Halbuki bazen şans, bazen çalıştıranların gaddarlık ve vefasızlığı, bazen yağlama ve yıkamacıların hücumu, bazen beklenmedik ekonomik krizlerin sonucu iflaslar, devenin üzerinde beklenmedik bir anda bö’nün sokması gibi, hayatın gerçekleri olan olumsuzluklar, insanı halden hale sokabiliyormuş. Artık Şaban’ı daha fazla üzmemek için; Nick Vujijic’i örnek olarak gösterip şükretmelisin demeye yüzüm varmadı. Hani önceki makalemde “iyi tarafından bakabilmeyi” anlatmıştım ya.

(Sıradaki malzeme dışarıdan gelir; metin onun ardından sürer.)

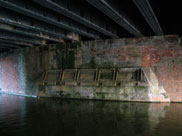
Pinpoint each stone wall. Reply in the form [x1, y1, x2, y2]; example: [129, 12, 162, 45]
[0, 35, 182, 102]
[0, 44, 79, 95]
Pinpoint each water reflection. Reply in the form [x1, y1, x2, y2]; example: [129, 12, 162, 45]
[0, 95, 182, 136]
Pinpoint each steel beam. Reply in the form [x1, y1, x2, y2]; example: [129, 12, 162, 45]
[0, 39, 33, 47]
[0, 0, 99, 39]
[33, 0, 118, 38]
[133, 0, 163, 35]
[86, 0, 143, 37]
[0, 18, 72, 41]
[0, 24, 62, 43]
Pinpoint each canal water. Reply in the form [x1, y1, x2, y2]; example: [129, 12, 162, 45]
[0, 94, 182, 136]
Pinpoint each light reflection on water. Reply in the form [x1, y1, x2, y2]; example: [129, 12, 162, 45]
[0, 94, 182, 136]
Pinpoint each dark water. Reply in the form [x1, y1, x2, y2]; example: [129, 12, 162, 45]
[0, 94, 182, 136]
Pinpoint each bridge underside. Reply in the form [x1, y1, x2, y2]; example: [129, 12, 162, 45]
[0, 35, 182, 102]
[0, 0, 181, 52]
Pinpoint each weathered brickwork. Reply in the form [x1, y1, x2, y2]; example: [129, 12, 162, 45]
[0, 35, 182, 102]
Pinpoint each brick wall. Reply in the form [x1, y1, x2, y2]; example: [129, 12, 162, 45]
[0, 35, 182, 101]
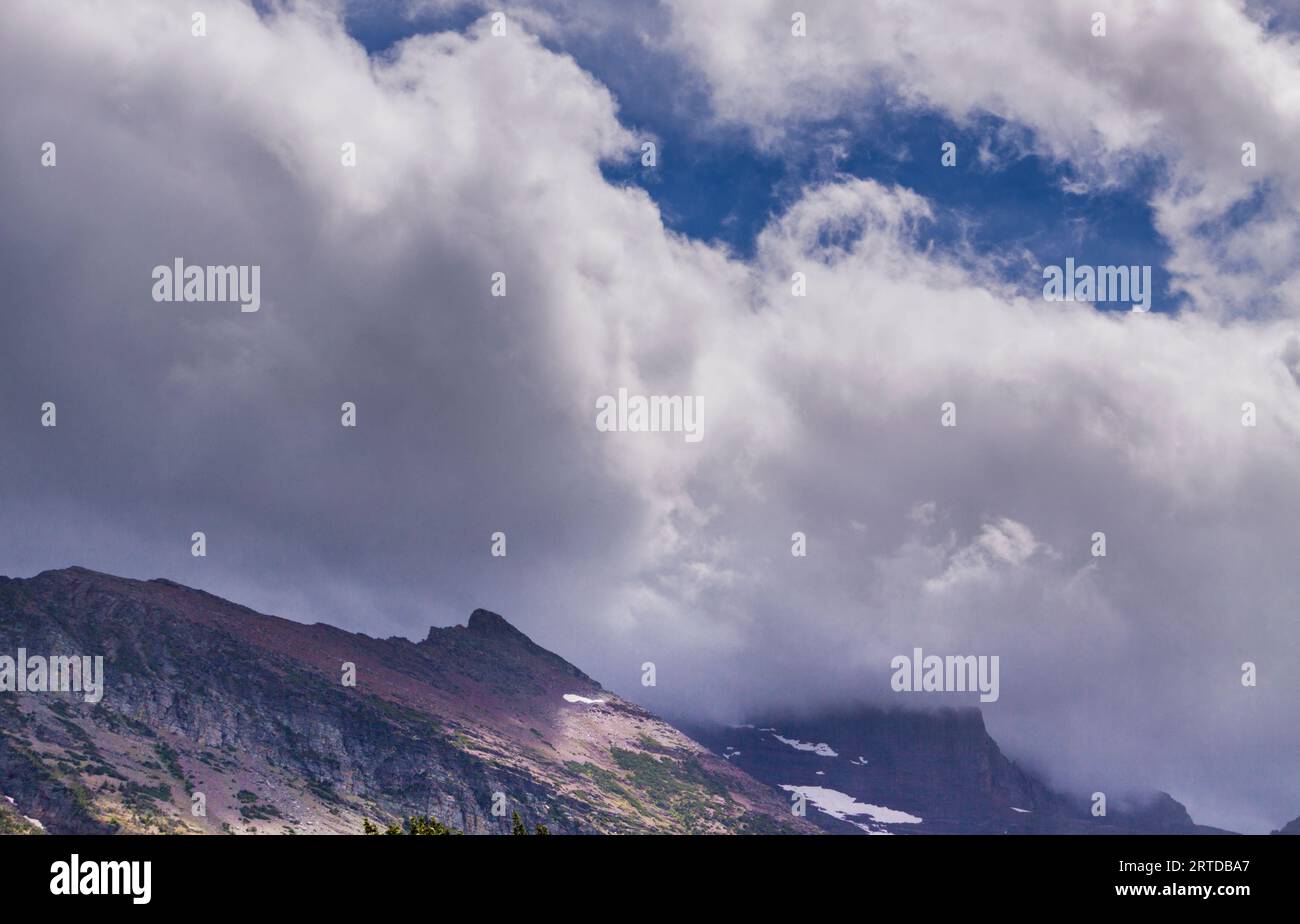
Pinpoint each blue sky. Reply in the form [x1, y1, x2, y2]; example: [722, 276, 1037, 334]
[0, 0, 1300, 830]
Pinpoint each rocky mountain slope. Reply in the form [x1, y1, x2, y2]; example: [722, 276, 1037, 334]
[0, 568, 816, 833]
[688, 708, 1225, 834]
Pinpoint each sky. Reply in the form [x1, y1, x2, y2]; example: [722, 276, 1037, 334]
[0, 0, 1300, 832]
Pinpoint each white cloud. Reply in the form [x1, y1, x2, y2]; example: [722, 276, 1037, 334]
[0, 0, 1300, 828]
[668, 0, 1300, 316]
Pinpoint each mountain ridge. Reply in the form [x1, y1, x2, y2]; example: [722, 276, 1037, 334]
[0, 568, 815, 833]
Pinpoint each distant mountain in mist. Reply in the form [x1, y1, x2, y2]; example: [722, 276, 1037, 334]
[0, 568, 1258, 834]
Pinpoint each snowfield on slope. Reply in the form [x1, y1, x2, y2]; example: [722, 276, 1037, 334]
[772, 734, 840, 758]
[781, 785, 924, 834]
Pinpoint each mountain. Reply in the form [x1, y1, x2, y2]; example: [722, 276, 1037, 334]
[0, 568, 816, 833]
[1269, 817, 1300, 834]
[684, 708, 1227, 834]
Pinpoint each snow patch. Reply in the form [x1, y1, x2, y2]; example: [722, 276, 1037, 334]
[772, 734, 840, 758]
[781, 785, 924, 834]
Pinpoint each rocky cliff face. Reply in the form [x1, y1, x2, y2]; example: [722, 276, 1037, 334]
[690, 708, 1214, 834]
[0, 568, 813, 833]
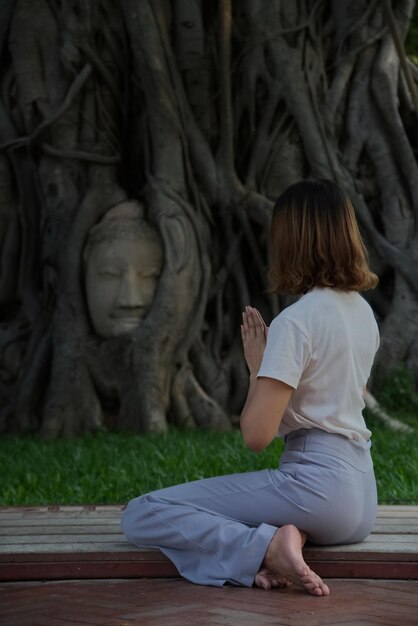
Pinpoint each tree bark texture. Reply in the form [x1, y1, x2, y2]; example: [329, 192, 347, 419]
[0, 0, 418, 437]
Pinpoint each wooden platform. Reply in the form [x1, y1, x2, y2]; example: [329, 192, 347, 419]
[0, 506, 418, 581]
[0, 578, 418, 626]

Şaban kardeşim yine de hayata iyi tarafından bakabilmeyi öğrenmiş, şükür ediyor, tefekkür ediyor ve işini on numara yapıyor. Hani bir feylezof “sen iyi bir fare kapanı yaparsan, dağın başında da olsan seni gelir bulurlar” demiş ya.
Sanırım Şaban kardeşimi de ayakta tutan sır, işini en iyi yapması ve hayatı sevmesi. Sevenlerin çoğalsın ve Allah seninle olsun temiz yürekli kardeşim.
Selam, sevgi ve dualarımla… Allah’a emanet olunuz…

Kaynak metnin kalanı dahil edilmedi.